For the Immersive Van Gogh Exhibit Dallas, media folk on Tuesday were given a hard-hat walk-through, a press conference with Lighthouse Immersive producer Corey Ross, set designer David Corins (via Zoom) and Impact Museums co-founder Mark Shedletsky (in person), plus a 10-minute video preview.
Readers can distinguish this immersive digital lightshow about Van Gogh coming to Dallas from the other immersive digital lightshow about Van Gogh coming to Dallas because this is the one that’s opening first. (It’s also the one whose Paris incarnation was highlighted on the Netflix rom-com, Emily in Paris.)
And it’s also the one that’s taken over the former Masonic Temple.
Courtesy of Impact Museums, the 1941-built temple has now become Lighthouse Dallas. The van Gogh show opens Aug. 7th and its run is currently set through October. But Shedletsky said, with more than 100,000 tickets sold, an extension is already in the works.
After that, the Center will continue to present such spacey lightshows – because it’s now something of an electronic cultural draw and rooftop lounge for the East Quarter redevelopment project. This is the long-planned transformation of the Harwood Street area in downtown Dallas by Todd Interests into something of an eight-block boulevard of destinations and new, 17-story high-rises running from the Main Street Garden all the way to Farmers Market. (They seem to be keeping a few of the area’s older, two-story, red-brick buildings — some of the last ones standing in downtown — to lend a smattering of trendy, retro texture to the project.)

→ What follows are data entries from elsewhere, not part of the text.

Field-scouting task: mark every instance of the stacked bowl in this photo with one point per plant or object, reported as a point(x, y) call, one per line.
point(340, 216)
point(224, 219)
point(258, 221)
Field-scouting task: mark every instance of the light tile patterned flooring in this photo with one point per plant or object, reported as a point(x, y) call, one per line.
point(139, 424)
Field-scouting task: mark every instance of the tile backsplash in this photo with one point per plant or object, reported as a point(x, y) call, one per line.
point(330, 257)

So enough with the economic and real-estate mumbo-jumbo. What’d ya peak at inside?
The opening of the Immersive Exhibit was delayed from July, said producer Ross, because of building permits and the need to upgrade the WWII-era building with miles of fiber optics and projectors. Which is why much of the lobby is still under construction (below) — as well as the projection space itself and even the rooftop Terrace Bar (the better to view the East Quarter).
But Shedletsky brought the media folk into the central video space — already set up for what’s known as ‘digital mapping’ (getting all the coordinates right for the projections).
And then voila, the checkerboards morphed into the colorful, video artwork of Massimiliano Siccardi and the music of composer Luca Longobardi (who, for the record, borrows very familiar chunks from Bach and Mussorgsky).
And yes, even without the bar serving drinks yet, it was a pleasant way to get out of the heat.